Data Integrity and Verification

Export Verification

# Check export completeness
EXPORTED_COUNT=$(reservoir export | jq length)
echo "Exported $EXPORTED_COUNT messages"

# Verify embeddings
EMBEDDED_COUNT=$(reservoir export | jq '[.[] | select(.embedding | length > 0)] | length')
echo "$EMBEDDED_COUNT messages have embeddings"

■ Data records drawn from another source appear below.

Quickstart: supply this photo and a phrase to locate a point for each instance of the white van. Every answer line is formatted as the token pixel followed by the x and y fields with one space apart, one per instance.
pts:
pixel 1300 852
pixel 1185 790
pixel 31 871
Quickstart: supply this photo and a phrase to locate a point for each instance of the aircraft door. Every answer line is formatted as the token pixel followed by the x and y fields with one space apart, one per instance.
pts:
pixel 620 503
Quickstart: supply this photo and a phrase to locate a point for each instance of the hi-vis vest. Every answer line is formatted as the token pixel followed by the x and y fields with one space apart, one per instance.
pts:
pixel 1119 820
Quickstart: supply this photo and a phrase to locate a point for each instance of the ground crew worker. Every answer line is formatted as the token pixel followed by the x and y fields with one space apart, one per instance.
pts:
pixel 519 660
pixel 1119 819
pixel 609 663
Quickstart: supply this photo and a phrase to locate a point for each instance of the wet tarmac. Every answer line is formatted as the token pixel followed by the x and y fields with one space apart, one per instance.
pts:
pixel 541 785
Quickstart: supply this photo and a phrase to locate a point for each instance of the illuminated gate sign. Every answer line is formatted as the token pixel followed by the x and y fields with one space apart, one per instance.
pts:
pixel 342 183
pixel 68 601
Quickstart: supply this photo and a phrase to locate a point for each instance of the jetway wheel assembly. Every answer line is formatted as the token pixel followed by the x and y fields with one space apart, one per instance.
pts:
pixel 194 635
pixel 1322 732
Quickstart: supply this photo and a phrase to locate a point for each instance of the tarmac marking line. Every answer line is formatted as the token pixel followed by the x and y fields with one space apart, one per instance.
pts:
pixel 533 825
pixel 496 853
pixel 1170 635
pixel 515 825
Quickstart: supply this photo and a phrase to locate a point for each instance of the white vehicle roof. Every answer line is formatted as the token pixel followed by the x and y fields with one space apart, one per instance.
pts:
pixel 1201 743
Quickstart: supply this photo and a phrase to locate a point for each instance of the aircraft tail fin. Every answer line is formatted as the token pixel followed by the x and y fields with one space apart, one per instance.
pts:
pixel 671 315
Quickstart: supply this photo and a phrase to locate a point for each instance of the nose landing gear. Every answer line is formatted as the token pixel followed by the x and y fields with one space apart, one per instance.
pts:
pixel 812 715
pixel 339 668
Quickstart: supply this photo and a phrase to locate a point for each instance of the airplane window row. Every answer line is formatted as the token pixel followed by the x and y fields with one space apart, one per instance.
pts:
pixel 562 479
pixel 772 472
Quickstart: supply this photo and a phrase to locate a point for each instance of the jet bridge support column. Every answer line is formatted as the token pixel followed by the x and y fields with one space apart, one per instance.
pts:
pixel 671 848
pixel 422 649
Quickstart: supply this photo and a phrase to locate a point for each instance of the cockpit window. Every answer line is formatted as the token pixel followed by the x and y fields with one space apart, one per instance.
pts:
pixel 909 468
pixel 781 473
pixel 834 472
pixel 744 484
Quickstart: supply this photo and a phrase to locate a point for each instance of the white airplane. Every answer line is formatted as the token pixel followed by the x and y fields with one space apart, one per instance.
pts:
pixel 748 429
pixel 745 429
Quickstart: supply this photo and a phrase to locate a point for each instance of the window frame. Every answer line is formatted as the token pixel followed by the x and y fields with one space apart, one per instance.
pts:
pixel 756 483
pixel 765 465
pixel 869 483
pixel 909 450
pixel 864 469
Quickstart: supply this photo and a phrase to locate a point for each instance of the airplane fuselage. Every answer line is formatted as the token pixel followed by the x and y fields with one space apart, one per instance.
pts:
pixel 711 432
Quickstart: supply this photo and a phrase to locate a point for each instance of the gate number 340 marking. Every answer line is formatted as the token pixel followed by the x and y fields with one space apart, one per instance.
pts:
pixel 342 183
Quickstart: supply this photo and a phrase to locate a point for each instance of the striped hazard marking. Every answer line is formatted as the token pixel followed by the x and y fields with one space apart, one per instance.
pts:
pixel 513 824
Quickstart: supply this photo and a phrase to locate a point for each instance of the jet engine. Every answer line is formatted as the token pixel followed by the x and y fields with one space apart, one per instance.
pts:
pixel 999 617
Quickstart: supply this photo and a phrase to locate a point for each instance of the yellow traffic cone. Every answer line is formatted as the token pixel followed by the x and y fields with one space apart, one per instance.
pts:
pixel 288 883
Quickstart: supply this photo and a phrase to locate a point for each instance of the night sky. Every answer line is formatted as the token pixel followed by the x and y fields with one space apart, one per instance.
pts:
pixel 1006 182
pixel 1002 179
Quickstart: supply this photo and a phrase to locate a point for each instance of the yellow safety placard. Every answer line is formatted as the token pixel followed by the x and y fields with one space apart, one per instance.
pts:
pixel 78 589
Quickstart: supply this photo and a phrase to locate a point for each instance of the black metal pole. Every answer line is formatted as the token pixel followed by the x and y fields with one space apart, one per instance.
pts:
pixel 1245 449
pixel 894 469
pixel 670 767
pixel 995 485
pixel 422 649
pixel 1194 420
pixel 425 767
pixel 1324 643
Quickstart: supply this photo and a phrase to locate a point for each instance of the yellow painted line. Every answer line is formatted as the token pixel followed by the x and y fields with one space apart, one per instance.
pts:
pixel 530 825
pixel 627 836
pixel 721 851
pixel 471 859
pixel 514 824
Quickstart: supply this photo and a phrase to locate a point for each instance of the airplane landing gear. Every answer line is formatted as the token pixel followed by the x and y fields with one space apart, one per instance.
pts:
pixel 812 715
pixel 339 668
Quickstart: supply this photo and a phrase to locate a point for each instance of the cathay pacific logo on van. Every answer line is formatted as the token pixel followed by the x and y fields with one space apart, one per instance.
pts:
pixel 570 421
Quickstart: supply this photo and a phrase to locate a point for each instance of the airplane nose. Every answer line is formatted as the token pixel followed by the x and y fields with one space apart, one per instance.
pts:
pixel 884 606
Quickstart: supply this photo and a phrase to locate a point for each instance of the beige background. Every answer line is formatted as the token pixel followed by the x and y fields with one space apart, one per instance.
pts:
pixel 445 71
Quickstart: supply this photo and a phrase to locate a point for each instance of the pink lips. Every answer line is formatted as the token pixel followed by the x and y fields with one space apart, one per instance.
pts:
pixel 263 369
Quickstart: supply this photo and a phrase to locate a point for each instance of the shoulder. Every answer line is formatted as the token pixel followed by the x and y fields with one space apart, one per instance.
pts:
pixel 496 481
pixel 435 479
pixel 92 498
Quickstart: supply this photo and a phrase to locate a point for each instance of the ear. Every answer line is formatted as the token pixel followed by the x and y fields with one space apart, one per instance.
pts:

# Check partition distribution
reservoir export | jq -r '.[] | .partition' | sort | uniq -c

Import Validation

# Validate JSON format before import
jq . backup.json > /dev/null && echo "Valid JSON" || echo "Invalid JSON"

# Check required fields
jq '.[] | select(.trace_id and .partition and .instance and .role and .content)' backup.json | jq length

# Verify import success
reservoir view 10
reservoir search --semantic "test query"

Performance Considerations

Large Dataset Handling

Streaming Export

# For very large datasets, process in chunks
reservoir export | jq -c '.[]' | split -l 1000 - chunk_

# Import chunks
for chunk in chunk_*; do
    jq -s '.' "$chunk" | reservoir import /dev/stdin
done

Compression

# Compress exports to save space
reservoir export | gzip > backup.json.gz

# Decompress for import
gunzip -c backup.json.gz | reservoir import /dev/stdin

Network Transfer

Efficient Transfer

# Direct transfer without intermediate files
ssh source_server 'reservoir export' | reservoir import /dev/stdin

# Compressed transfer
ssh source_server 'reservoir export | gzip' | gunzip | reservoir import /dev/stdin

Troubleshooting

Common Issues

Import Failures

# Check JSON validity
jq . import_file.json

# Verify required fields
jq '.[] | keys' import_file.json | head -5

# Check for duplicate trace_ids
jq -r '.[] | .trace_id' import_file.json | sort | uniq -d

Missing Embeddings

# Check embedding status
reservoir export | jq '[.[] | select(.embedding | length == 0)] | length'

# Regenerate embeddings if needed
reservoir replay

Partition Issues

# Check partition consistency
reservoir export | jq -r '.[] | "\(.partition)/\(.instance)"' | sort | uniq -c

# View messages in specific partition
reservoir view --partition problematic_partition 10

Recovery Procedures

Partial Import Recovery

# If import fails partway through, check what was imported
IMPORTED_COUNT=$(reservoir export | jq length)
TOTAL_COUNT=$(jq length backup.json)
echo "Imported $IMPORTED_COUNT of $TOTAL_COUNT messages"

# Import remaining messages (requires identifying what's missing)

Data Corruption Recovery

# Export current state
reservoir export > current_state.json

# Restore from known good backup
reservoir import good_backup.json

# Compare and merge if needed

The import/export system provides a robust foundation for data management, enabling seamless backup, migration, and integration workflows while maintaining complete data fidelity and system integrity.